Take a look at the smartphone you’re holding right now. Chances are, if you’re an Android or smartphone enthusiast, you’ll be holding a top-of-the-line device. You might even be reading this article on one right now. At the very least, it’s likely a mid-range smartphone or a top-end device from a year or two ago.
As much as 83% of smartphones sold in the U.S. in 2011 were priced at $250 and above. But according to a study by research firm Informa, this figure could drastically change. By 2017, entry-level smartphones will dominate the market. The analytics firm defined entry-level phones as those that cost $150 or less.
Informa says that by 2017, such device will take at least 50% of market share, while higher-end devices will dwindle to 33%.
Looking deeper into the analysis, we uncover a few trends:
Informa says that by 2017, the market will be split between high-end smartphones that will require carrier subsidy and contract, and cheaper, sub-$150 smartphones that users are likely to purchase outright and without a contract. We are actually seeing the start of this trend already, with low-cost carrier offerings from both established carriers and MVNOs, including Boost Mobile, MetroPCS and the like.
In terms of the negative implications, there’s the possibility that the smartphone experience will be diluted because of the dominance of cheap Android devices.
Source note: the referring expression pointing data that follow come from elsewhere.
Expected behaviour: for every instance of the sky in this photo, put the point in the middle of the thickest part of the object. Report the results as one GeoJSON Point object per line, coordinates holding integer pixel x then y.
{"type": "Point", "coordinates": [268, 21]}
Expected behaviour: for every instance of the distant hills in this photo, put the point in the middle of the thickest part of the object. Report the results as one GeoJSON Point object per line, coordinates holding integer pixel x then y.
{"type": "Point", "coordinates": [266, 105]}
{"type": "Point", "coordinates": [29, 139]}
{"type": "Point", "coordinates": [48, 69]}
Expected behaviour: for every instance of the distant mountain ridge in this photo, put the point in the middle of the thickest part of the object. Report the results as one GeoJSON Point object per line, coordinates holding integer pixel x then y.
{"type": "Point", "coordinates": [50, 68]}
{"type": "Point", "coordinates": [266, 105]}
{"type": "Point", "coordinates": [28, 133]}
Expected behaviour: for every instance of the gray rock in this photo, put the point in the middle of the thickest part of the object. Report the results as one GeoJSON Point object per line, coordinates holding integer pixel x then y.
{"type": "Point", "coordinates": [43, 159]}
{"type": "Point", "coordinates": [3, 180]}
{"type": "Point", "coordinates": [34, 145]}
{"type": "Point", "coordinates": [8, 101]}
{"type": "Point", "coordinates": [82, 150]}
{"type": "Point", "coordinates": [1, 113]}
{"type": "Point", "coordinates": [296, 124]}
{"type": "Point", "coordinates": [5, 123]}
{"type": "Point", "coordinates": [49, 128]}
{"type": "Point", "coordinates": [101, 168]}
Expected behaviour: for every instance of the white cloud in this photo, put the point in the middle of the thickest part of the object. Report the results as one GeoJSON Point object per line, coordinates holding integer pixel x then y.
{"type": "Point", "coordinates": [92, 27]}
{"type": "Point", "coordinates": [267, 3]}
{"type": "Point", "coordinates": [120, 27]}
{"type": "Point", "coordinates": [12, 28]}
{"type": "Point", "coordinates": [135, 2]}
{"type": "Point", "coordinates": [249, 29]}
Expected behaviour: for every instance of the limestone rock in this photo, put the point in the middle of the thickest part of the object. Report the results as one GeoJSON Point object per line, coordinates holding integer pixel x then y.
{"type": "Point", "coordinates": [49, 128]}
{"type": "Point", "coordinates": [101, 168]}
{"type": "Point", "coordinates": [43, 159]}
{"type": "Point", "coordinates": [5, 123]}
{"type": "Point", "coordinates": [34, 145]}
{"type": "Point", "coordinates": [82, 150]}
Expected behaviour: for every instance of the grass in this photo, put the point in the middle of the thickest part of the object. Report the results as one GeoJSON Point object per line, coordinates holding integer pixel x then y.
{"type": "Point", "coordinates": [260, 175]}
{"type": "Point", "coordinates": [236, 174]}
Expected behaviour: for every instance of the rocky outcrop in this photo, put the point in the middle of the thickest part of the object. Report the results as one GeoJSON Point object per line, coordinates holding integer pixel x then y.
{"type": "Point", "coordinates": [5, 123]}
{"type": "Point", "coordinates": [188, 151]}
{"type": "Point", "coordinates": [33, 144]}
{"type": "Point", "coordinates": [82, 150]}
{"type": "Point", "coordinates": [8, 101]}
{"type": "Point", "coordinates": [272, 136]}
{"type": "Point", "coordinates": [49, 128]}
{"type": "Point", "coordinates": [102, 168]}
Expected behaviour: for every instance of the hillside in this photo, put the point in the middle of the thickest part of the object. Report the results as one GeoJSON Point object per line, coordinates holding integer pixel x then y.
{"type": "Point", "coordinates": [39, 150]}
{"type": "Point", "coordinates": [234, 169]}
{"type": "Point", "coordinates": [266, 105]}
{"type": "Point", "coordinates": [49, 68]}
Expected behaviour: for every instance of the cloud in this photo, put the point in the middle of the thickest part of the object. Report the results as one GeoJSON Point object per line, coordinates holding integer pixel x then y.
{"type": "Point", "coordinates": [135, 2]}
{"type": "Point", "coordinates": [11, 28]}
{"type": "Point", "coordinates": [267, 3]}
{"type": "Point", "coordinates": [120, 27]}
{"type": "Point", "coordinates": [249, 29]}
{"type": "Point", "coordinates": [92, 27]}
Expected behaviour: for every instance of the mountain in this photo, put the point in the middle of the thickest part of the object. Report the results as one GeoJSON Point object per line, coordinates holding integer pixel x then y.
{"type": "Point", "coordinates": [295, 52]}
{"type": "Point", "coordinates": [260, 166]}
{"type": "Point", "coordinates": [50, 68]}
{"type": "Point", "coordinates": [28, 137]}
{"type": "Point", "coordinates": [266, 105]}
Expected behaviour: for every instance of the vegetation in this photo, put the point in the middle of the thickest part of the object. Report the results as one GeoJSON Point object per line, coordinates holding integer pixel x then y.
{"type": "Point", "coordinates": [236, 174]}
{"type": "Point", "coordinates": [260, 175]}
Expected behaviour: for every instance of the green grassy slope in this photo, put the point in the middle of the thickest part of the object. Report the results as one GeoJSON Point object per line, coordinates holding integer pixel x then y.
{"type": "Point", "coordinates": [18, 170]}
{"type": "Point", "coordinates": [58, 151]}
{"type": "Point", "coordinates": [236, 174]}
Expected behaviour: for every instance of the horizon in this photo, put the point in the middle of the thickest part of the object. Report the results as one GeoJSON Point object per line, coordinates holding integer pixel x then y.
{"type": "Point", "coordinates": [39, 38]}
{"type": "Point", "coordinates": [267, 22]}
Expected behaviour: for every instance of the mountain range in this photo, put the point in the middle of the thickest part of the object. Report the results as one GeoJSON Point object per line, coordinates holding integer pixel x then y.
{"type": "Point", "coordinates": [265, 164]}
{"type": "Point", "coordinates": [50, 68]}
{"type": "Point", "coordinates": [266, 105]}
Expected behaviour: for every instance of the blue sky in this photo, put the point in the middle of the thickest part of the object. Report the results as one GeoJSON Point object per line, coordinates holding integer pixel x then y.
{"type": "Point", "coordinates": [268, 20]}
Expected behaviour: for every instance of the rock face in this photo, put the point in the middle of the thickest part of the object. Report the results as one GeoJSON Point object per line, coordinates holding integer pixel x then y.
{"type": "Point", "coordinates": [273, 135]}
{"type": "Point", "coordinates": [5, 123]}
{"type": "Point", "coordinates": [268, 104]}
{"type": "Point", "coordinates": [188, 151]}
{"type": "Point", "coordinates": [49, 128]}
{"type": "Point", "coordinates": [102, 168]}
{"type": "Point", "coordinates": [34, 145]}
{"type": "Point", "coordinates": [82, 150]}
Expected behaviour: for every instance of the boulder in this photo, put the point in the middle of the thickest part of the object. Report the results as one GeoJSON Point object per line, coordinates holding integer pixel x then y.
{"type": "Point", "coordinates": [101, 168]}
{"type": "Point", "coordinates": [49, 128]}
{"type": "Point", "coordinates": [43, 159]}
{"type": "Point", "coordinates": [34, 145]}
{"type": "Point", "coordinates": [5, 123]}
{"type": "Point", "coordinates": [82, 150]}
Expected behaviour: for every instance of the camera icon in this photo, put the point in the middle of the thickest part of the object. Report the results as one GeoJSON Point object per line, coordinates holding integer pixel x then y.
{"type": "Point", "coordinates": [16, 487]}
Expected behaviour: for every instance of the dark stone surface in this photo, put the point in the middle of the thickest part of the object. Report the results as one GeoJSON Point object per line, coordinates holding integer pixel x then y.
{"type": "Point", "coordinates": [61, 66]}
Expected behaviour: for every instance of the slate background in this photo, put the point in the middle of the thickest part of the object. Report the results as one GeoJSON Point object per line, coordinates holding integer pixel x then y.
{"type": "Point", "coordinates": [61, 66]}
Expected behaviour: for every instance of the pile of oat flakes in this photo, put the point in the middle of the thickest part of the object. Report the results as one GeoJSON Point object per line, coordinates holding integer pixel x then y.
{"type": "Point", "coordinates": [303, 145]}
If you’re not getting the full capabilities of your device, then you’re probably not enjoying the platform to the fullest, which explains the so-called Android engagement paradox.
Of course, mobile users outside of the U.S. — such as those in Europe and Asia — are likely to attest to this trend already, with the carrier pricing models in these regions vastly different from those in the U.S. Are Americans ready to ditch the contract and subsidy, and go prepaid instead?